Marquez Valdes-Scantling
On that topic, Valdes-Scantling is a likely salary cap cut for Kansas City this offseason. Guess which quarterback he played with the first four years of his career. It happens to be a quarterback who loves it when his team signs familiar pass catches.
I have this vision of Valdes-Scantling’s agent pulling him aside this week and saying, “Marques, I need you to focus in practice these next few days. If you put up numbers on Sunday I promise you I can talk Joe Douglas into shelling out $15 million in guarantees.”
Harrison Butker
Butker is quietly building a resume of clutch kicks.
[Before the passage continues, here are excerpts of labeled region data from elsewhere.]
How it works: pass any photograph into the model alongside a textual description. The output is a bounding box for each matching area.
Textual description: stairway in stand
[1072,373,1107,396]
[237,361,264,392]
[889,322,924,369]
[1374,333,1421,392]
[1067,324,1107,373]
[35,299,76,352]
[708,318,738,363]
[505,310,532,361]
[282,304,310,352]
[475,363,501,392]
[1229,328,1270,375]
He won last year’s AFC Championship Game and Super Bowl with a field goal. He also has a couple of last second kicks to send Playoff games into overtime. He might be another game-winner away from getting some buzz as this generation’s Adam Vinatieri, the ultimate clutch kicker.
Rashee Rice
Kansas City has a bit of a no name group at wide receiver, but Rice quietly had a very productive rookie season, falling just short of the 1,000 yard mark. He might be the most likely player to rise from anonymity to stardom on Sunday.
John Lynch
Lynch has done a magnificent job since taking over as 49ers GM in 2017. People tend to forget the depths to which that franchise fell. The team had fallen to the bottom of the league with a dreadful roster. They had just hired their fourth head coach in four years. Working with Kyle Shanahan, Lynch has built the Niners back into a perennial contender. He deserves extensive praise for his work.
Sunday’s game could be the culmination. Lynch could finally arrive as a championship general manager with all of the respect that afford.
Unfortunately there is another storyline lurking. It goes back to the first Draft pick of the Lynch era. The 49ers traded down one slot from the second pick to the third pick, allowing the Bears to trade up for Mitchell Trubisky. At 3, the Niners picked Solomon Thomas. One of the players they passed on was Patrick Mahomes.
While San Francisco has had really good offenses during the Lynch/Shanahan era, there have been questions that linger to this day with Purdy about how the team might look with an elite level quarterback. In 2017, the team passed on the player who became the best quarterback in the league.
More than that, a Kansas City win on Sunday means that the 49ers will have been denied a championship directly by Mahomes for a second time in five seasons.
It isn’t fair, but Lynch would likely be remembered for passing on the guy who kept beating him as much as he is for rebuilding the Niners...at least until he wins a title.